I have been trying to learn about neural networks, and I don't understand the backpropagation algorithm. I will state what I understood so far in a formal manner and point out where I don't understand. Please correct me if I'm wrong !
Let $S$, be an integer. Let $I$ be a subset of $[0,1]^S$ (the inputs) and $O$ be a finite totally ordered set (the outputs). Let $f : I \rightarrow O$ be a map (the one that we want the neural network to "learn").
Define $resp : [0,1]^O \rightarrow O$ by $\forall x = (x_o)_{o \in O}$, $resp(x) := \min\{o \ \vert \ x_o = \max\{x(o') \ \vert \ o' \in O\}\}$ (which chooses the most activated output). If $o \in O$, let $\delta_{o}$ be the map sending $o$ to $1$ and all other $o'$ to $0$.
Let $\sigma$ be a sigmoid-like function.
The goal is to find $M \in L(\mathbb{R}^S,\mathbb{R}^O)$ such that for "most" (if possible, for all) $i \in I$, $f(i) = (resp \circ (\sigma \times ... \times \sigma) \circ M) (i)$. Let $I’ \subseteq I$ be a finite subset. The elements of $I’$ are called example inputs.
To that purpose, define $c : [0,1]^O \times [0,1]^O \rightarrow \mathbb{R}$ by $\forall (a,b) \in [0,1]^O \times [0,1]^O$, $c(a,b) = \sum_{o \in O} (a(o) - b(o))^2$ (in general, we can take other $c$, but I restrict my attention to this function).
The goal is to find some $M$ minimizing $\phi_i : M \mapsto c((\sigma \times ... \times \sigma) \circ M)(i),\delta_{f(i)})$ globally for all $i$.
If $\psi : \mathbb{R}^n \rightarrow \mathbb{R}$ is a differentiable function, and $\mu$ is a real number, and $x \in \mathbb{R}^n$, we call the action of replacing $x$ by $x - \mu \nabla_x \psi$ a step of gradient descent of rate $\mu$.

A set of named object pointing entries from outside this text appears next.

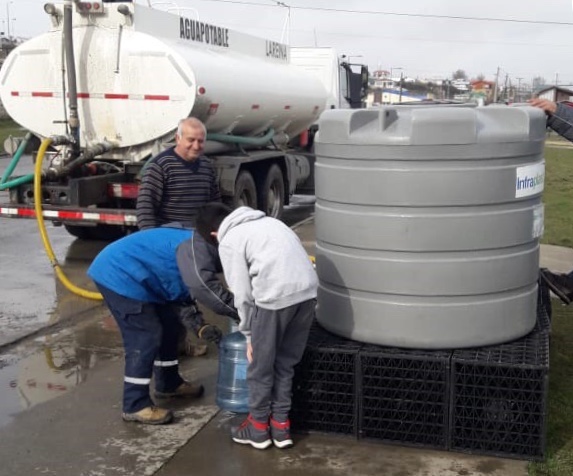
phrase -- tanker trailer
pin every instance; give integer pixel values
(110, 81)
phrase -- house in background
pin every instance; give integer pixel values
(557, 93)
(481, 91)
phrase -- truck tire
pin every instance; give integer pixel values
(272, 192)
(98, 232)
(245, 191)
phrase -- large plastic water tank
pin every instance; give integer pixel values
(428, 221)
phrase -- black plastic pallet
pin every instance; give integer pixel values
(324, 386)
(499, 398)
(404, 397)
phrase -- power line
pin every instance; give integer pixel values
(415, 15)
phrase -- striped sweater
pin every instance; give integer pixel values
(173, 189)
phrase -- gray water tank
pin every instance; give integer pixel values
(428, 221)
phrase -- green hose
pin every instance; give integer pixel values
(242, 140)
(4, 183)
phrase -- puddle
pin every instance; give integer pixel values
(54, 365)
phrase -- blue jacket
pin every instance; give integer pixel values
(143, 266)
(166, 264)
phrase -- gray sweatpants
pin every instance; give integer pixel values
(278, 339)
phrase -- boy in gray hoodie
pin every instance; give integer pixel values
(274, 286)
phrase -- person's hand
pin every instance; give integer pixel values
(548, 106)
(210, 333)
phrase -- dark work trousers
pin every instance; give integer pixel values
(278, 339)
(150, 334)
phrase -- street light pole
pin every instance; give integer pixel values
(392, 78)
(8, 16)
(519, 89)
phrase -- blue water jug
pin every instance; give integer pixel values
(232, 390)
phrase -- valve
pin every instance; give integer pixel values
(89, 7)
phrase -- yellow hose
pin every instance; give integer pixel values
(42, 227)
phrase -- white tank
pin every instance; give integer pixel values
(138, 74)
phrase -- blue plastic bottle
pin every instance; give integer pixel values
(232, 390)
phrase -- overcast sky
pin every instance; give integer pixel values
(535, 37)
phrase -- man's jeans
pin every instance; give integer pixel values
(150, 335)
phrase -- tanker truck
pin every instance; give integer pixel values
(108, 83)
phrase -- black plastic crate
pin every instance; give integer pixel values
(405, 396)
(498, 401)
(325, 384)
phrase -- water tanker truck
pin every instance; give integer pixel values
(107, 85)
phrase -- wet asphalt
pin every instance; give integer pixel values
(61, 368)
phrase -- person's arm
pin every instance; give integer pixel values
(559, 116)
(561, 121)
(199, 264)
(150, 197)
(238, 278)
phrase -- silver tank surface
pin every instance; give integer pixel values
(428, 221)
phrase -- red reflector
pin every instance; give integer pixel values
(123, 190)
(116, 96)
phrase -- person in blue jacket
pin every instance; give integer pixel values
(150, 280)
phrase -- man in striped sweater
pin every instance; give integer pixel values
(179, 181)
(175, 185)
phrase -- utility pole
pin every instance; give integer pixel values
(506, 89)
(8, 16)
(495, 87)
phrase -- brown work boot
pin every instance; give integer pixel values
(191, 346)
(185, 390)
(150, 416)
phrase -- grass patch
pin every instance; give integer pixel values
(558, 197)
(558, 200)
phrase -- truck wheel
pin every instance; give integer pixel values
(245, 191)
(272, 192)
(98, 232)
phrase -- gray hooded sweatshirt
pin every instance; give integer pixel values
(265, 264)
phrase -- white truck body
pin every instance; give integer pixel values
(139, 74)
(136, 73)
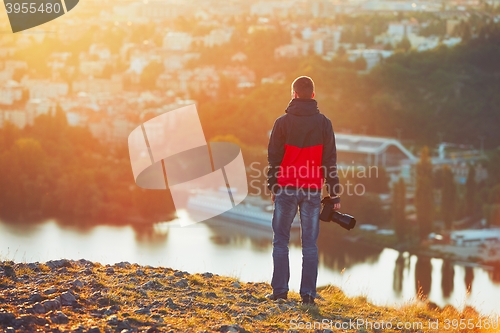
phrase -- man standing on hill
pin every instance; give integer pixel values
(301, 154)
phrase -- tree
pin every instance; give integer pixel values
(398, 209)
(424, 198)
(448, 197)
(470, 192)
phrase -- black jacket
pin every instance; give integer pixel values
(301, 151)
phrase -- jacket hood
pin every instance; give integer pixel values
(302, 107)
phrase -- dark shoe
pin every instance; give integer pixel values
(273, 297)
(307, 299)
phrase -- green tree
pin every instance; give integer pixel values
(424, 198)
(470, 192)
(448, 197)
(398, 209)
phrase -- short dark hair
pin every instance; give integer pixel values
(303, 86)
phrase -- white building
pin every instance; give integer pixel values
(10, 93)
(372, 57)
(367, 150)
(16, 117)
(217, 37)
(472, 237)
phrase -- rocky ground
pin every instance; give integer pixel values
(82, 296)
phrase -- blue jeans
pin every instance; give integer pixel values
(285, 209)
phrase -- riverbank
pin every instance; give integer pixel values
(82, 296)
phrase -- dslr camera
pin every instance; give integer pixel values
(328, 214)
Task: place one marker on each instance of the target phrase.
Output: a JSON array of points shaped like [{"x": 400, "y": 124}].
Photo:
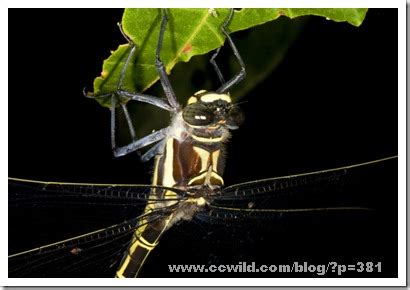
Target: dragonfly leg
[
  {"x": 166, "y": 85},
  {"x": 242, "y": 73},
  {"x": 135, "y": 144},
  {"x": 154, "y": 150}
]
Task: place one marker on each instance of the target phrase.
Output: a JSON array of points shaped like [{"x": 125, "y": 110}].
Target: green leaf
[{"x": 190, "y": 32}]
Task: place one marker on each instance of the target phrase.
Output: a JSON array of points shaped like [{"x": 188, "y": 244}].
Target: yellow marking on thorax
[
  {"x": 204, "y": 156},
  {"x": 208, "y": 169},
  {"x": 215, "y": 159}
]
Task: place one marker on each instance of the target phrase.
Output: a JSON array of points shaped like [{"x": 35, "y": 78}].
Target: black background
[{"x": 331, "y": 102}]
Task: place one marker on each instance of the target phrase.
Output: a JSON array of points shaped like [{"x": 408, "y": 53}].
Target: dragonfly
[{"x": 198, "y": 194}]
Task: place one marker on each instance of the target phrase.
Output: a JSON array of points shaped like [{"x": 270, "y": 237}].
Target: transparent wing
[{"x": 74, "y": 230}]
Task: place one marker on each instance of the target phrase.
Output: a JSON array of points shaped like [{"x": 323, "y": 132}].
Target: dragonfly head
[{"x": 211, "y": 111}]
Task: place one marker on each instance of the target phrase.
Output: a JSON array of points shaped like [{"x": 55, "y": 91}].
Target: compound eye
[
  {"x": 235, "y": 118},
  {"x": 198, "y": 114}
]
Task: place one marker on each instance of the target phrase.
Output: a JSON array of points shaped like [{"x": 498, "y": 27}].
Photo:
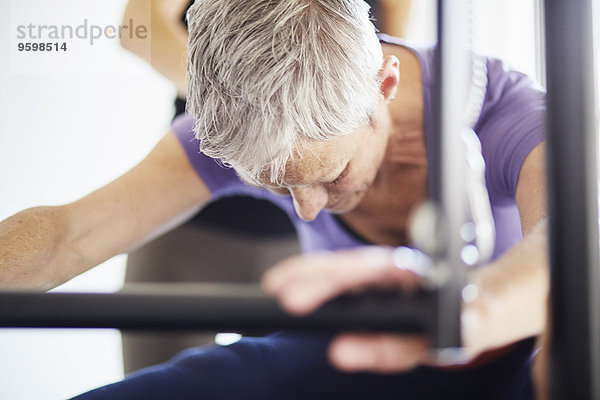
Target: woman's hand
[{"x": 304, "y": 283}]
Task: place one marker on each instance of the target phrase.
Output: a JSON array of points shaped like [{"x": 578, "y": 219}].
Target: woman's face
[{"x": 333, "y": 175}]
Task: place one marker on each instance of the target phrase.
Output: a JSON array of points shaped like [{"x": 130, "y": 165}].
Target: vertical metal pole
[
  {"x": 453, "y": 67},
  {"x": 573, "y": 202}
]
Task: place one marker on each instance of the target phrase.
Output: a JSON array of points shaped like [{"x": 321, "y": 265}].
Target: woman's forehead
[{"x": 318, "y": 161}]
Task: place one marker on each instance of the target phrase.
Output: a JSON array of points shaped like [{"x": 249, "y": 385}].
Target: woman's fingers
[
  {"x": 383, "y": 353},
  {"x": 304, "y": 283}
]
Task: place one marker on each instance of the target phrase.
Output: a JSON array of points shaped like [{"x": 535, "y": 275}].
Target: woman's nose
[{"x": 309, "y": 201}]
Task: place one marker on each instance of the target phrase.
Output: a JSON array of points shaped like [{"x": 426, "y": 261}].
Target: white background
[{"x": 64, "y": 134}]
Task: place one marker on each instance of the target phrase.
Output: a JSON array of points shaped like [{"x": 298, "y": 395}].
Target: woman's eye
[{"x": 339, "y": 178}]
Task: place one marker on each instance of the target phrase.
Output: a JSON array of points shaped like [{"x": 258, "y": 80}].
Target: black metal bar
[
  {"x": 239, "y": 308},
  {"x": 572, "y": 201}
]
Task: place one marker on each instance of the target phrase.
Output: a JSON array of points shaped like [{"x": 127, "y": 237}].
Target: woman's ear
[{"x": 389, "y": 77}]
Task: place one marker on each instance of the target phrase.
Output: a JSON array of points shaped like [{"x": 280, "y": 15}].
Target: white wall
[{"x": 61, "y": 136}]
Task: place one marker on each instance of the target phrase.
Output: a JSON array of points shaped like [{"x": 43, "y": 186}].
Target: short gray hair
[{"x": 265, "y": 76}]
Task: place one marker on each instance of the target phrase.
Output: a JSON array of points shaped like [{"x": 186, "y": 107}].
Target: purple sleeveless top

I will now describe a few algorithms. Some of them may fail to achieve the goal stated above. Can you tell me which of these work, and what their names are ? I must say that, for the moment, I am not interested in questions of local/global minima.
1) « Optimizing after each example »
- Start with $M_0 \in L(\mathbb{R}^S,\mathbb{R}^O)$.
- Take $i_1 \in I’$. Replace $M_0$ by $M_1$, obtained by performing a lot of steps of gradient descent of rate $\mu$ for the function $M \mapsto c((\sigma \times ... \times \sigma) \circ M)(i_1),\delta_{f(i_1)})$.
- Take $i_2 \in I’$ and repeat last step with $i_2$ instead of $i_1$.
- Take $i_3 \in I’$ and repeat last step with $i_3$ instead of $i_2$.
- …
- Take $i_q$ to be the last element of $I’$ and repeat last step with $i_q$ instead of $i_{q-1}$.
I expect this algorithm not to do what we want : indeed, optimize at step $2$ (for example $i_2$) might « de-optimize » what have been done at step $1$ (for example $i_1$).
2) « Taking one step after each example »
- Start with $M_0 \in L(\mathbb{R}^S,\mathbb{R}^O)$.
- Take $i_1 \in I’$. Replace $M_0$ by $M_1$, obtained by performing one step of gradient descent of rate $\mu$ for the function $M \mapsto c((\sigma \times ... \times \sigma) \circ M)(i_1),\delta_{f(i_1)})$.
- Take $i_2 \in I’$ and repeat last step with $i_2$ instead of $i_1$.
- Take $i_3 \in I’$ and repeat last step with $i_3$ instead of $i_2$.
- …
- Take $i_q$ to be the last element of $I’$ and repeat last step with $i_q$ instead of $i_{q-1}$.
I do not know if this algorithm does what we want.
3) « Studying a whole bunch of examples »
- Start with $M_0 \in L(\mathbb{R}^S,\mathbb{R}^O)$.
- Make a lot of steps of gradient descent of rate $\mu$ for the function $E := M \mapsto \sum_{i \in I’} c((\sigma \times ... \times \sigma) \circ M)(i),\delta_{f(i)})$.
I expect this algorithm to do what we want, but if it does, I don’t know yet how to perform it in an efficient manner.
I am also looking for any reference on neural networks which is written for mathematicians.
A large part of the question has been rewritten.